Valued at $11.33 per ARC Healthcare share, the deal entails a 14% premium to its closing stock price on May 30. As per the deal terms, shareholders of ARC Healthcare can either opt to receive 0.1688 Ventas shares, based upon a negotiated Ventas stock price of $67.13 or $11.33 in cash for each ARC Healthcare common share they have.
However, this cash part of the consideration is capped at 10% of ARC Healthcare’s outstanding common stock.
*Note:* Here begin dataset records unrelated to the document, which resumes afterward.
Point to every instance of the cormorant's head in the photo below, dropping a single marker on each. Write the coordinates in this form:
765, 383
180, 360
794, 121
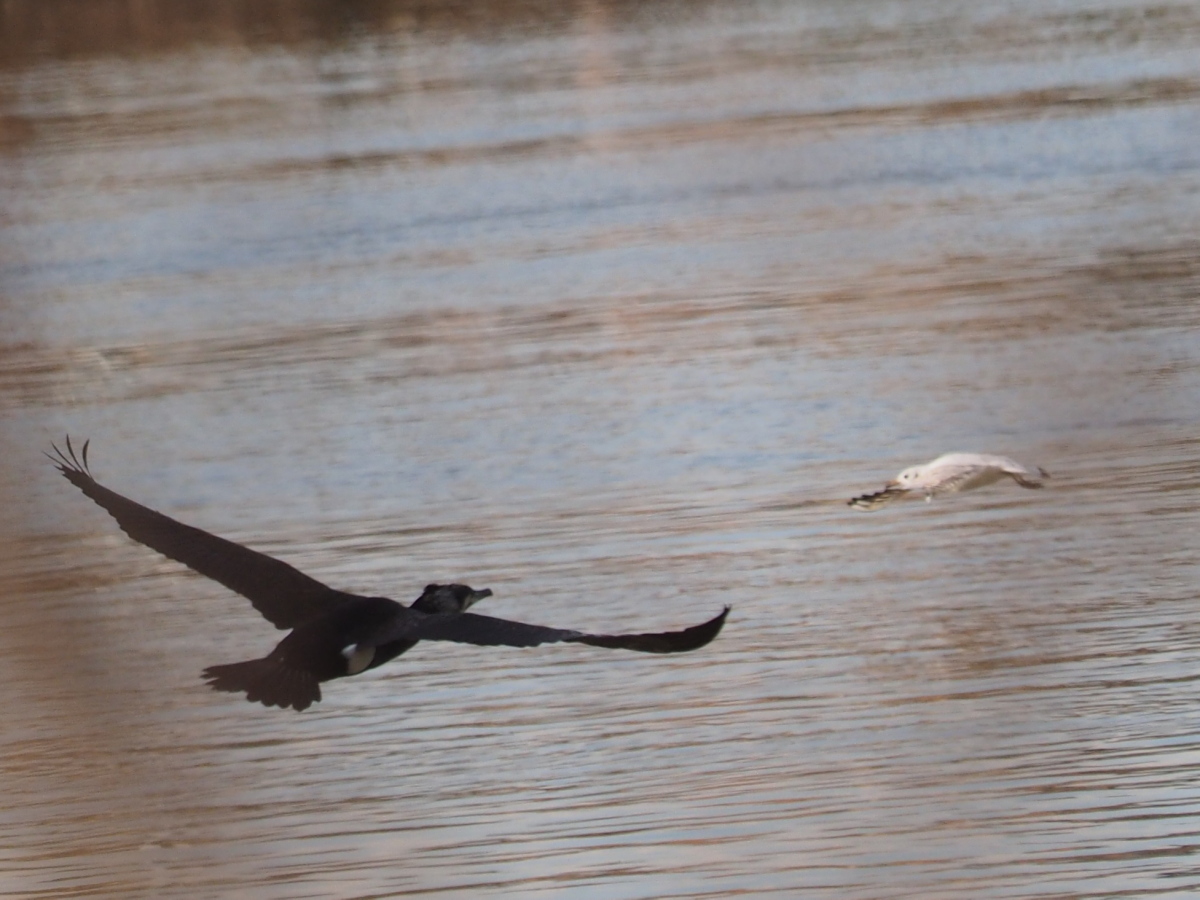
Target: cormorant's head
449, 598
Following the deal closure, the shareholders of ARC Healthcare are expected to hold 8% of Ventas’s 321 million outstanding shares.
Expected to close in the fourth quarter of this year, the deal already got the nod from the boards of both companies and is now subject to the consent of ARC Healthcare shareholders as well as customary closing conditions.
In addition to this deal, Ventas disclosed that it would purchase 29 independent living seniors housing communities from Holiday Retirement in Canada for $980 million Canadian dollars (approximately $900 million) in cash.
Expected to close in the third quarter, this Holiday portfolio is currently 90% occupied with margins of around 50% in high-growth markets (in terms of average income and senior population growth rates).
According to Ventas’ projections, the deals would be immediately accretive to the company’s 2015 normalized funds from operations (FFO) by no less than 10 cents per share.
For Ventas, both the deals would add feathers to its already strong presence in the healthcare REIT sector. Particularly, these are in sync with the company’s strategy of focusing on its private pay properties, and strengthening its MOB footprint as well as international existence.
For ARC Healthcare, which was incorporated in 2010 and got listed recently, the move essentially completes the circle within the public, non-traded REIT scope. This company, which acquired premium healthcare real estate assets between 2011 and 2013, now offers its shareholders the opportunity to benefit from Ventas’ scale and drive value.
Shares of ARC Healthcare were up 9.65% during the regular trading session on the NASDAQ. On the other hand, though Ventas shares moved down 2.80% during the regular session on the NYSE yesterday, in the after-hours trading the stock regained 1.25%.
Ventas currently sports a Zacks Rank #3 (Hold). Investors interested in the REIT industry may consider stocks like Parkway Properties Inc. (PKY - Snapshot Report) and Terreno Realty Corp. (TRNO - Snapshot Report). Both these stocks carry a Zacks Rank #1 (Strong Buy).
Note: FFO, a widely used metric to gauge the performance of REITs, is obtained after adding depreciation and amortization and other non-cash expenses to net income.